We are seeing a very intermittent problem where a request hangs in the server for exact multiples of 30 secs ( we have seen hangs of 30 – 180 secs). This usually involves 2 threads on the same pid hanging. It is in the server, or maybe between the server
and mod_jk, but it is happening in the server tier.
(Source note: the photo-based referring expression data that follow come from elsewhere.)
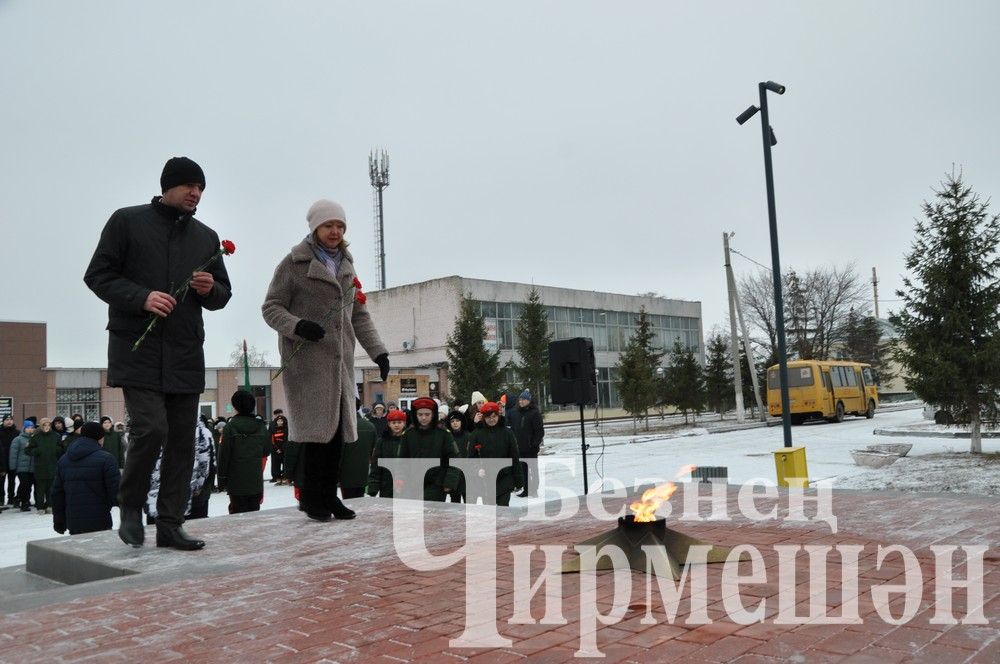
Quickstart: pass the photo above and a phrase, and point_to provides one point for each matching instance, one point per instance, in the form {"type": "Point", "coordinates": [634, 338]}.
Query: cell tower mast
{"type": "Point", "coordinates": [378, 173]}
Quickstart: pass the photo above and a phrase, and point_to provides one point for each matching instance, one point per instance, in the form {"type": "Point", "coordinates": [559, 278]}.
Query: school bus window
{"type": "Point", "coordinates": [800, 377]}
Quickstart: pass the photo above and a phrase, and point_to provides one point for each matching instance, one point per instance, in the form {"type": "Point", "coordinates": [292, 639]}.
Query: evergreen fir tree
{"type": "Point", "coordinates": [637, 384]}
{"type": "Point", "coordinates": [949, 326]}
{"type": "Point", "coordinates": [532, 335]}
{"type": "Point", "coordinates": [718, 375]}
{"type": "Point", "coordinates": [470, 366]}
{"type": "Point", "coordinates": [686, 379]}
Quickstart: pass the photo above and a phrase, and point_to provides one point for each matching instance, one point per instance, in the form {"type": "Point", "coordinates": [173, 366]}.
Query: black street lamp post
{"type": "Point", "coordinates": [779, 311]}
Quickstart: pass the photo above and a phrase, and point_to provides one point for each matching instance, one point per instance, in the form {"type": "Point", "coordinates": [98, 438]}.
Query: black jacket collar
{"type": "Point", "coordinates": [170, 213]}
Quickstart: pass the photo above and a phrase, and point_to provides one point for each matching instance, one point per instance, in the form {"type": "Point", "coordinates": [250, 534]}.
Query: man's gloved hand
{"type": "Point", "coordinates": [383, 365]}
{"type": "Point", "coordinates": [310, 331]}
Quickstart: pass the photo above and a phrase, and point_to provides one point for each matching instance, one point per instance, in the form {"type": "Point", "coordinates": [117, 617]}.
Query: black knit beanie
{"type": "Point", "coordinates": [180, 170]}
{"type": "Point", "coordinates": [92, 430]}
{"type": "Point", "coordinates": [244, 402]}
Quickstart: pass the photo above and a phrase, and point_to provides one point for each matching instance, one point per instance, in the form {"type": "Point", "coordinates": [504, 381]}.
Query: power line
{"type": "Point", "coordinates": [735, 251]}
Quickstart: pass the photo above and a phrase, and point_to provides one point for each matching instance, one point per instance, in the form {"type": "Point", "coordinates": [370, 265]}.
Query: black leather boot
{"type": "Point", "coordinates": [336, 506]}
{"type": "Point", "coordinates": [175, 537]}
{"type": "Point", "coordinates": [131, 531]}
{"type": "Point", "coordinates": [311, 502]}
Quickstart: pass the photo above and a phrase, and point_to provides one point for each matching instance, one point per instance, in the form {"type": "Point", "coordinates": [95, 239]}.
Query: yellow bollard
{"type": "Point", "coordinates": [790, 463]}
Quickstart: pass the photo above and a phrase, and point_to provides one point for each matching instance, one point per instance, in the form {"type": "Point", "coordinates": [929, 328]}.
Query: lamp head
{"type": "Point", "coordinates": [746, 115]}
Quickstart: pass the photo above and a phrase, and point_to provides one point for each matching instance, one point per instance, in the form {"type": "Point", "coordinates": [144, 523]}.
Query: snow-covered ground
{"type": "Point", "coordinates": [618, 458]}
{"type": "Point", "coordinates": [651, 456]}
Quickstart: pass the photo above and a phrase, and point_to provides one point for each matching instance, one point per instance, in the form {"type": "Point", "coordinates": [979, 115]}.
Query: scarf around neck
{"type": "Point", "coordinates": [330, 258]}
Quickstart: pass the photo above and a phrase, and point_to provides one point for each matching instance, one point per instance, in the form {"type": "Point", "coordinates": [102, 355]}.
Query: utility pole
{"type": "Point", "coordinates": [746, 348]}
{"type": "Point", "coordinates": [875, 288]}
{"type": "Point", "coordinates": [734, 349]}
{"type": "Point", "coordinates": [378, 173]}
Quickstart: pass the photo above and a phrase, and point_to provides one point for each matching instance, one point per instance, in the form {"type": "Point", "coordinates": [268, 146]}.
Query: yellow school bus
{"type": "Point", "coordinates": [828, 389]}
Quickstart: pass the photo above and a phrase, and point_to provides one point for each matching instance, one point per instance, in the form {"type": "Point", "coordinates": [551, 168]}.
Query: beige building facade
{"type": "Point", "coordinates": [414, 321]}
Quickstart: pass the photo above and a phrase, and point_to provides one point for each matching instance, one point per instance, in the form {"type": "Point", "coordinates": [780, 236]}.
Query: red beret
{"type": "Point", "coordinates": [423, 402]}
{"type": "Point", "coordinates": [489, 407]}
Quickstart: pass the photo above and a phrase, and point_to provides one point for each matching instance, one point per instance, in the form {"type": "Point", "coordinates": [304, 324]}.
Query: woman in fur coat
{"type": "Point", "coordinates": [316, 305]}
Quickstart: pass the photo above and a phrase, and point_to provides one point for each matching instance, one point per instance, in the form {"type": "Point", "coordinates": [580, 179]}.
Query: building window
{"type": "Point", "coordinates": [86, 401]}
{"type": "Point", "coordinates": [610, 330]}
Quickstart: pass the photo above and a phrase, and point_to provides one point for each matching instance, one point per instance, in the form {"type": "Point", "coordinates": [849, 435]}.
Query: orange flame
{"type": "Point", "coordinates": [645, 509]}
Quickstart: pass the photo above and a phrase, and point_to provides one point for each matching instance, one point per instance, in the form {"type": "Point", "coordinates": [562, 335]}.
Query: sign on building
{"type": "Point", "coordinates": [490, 340]}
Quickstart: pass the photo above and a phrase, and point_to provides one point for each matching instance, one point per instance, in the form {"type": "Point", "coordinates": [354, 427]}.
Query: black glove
{"type": "Point", "coordinates": [309, 330]}
{"type": "Point", "coordinates": [383, 365]}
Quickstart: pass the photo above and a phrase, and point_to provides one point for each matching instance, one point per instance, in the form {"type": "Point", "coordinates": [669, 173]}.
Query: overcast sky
{"type": "Point", "coordinates": [586, 145]}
At first we suspected connection pool/connection re-use in mod_jk so we eventually disabled both. Connections are now created and dismantled for every request. We can see the packets coming in at time t and
then the request from apache being forwarded to the app server tier at t+n*30. We see no issues with sockets establishing connections, indeed we see the hang before the initial socket SYN is sent. So we now believe that it is not a network issue
This is not a busy server, and so unlikely related to load. vmstat and sar both show nothing going on on the system when this hang occurs. Garbage collection is also not an issue.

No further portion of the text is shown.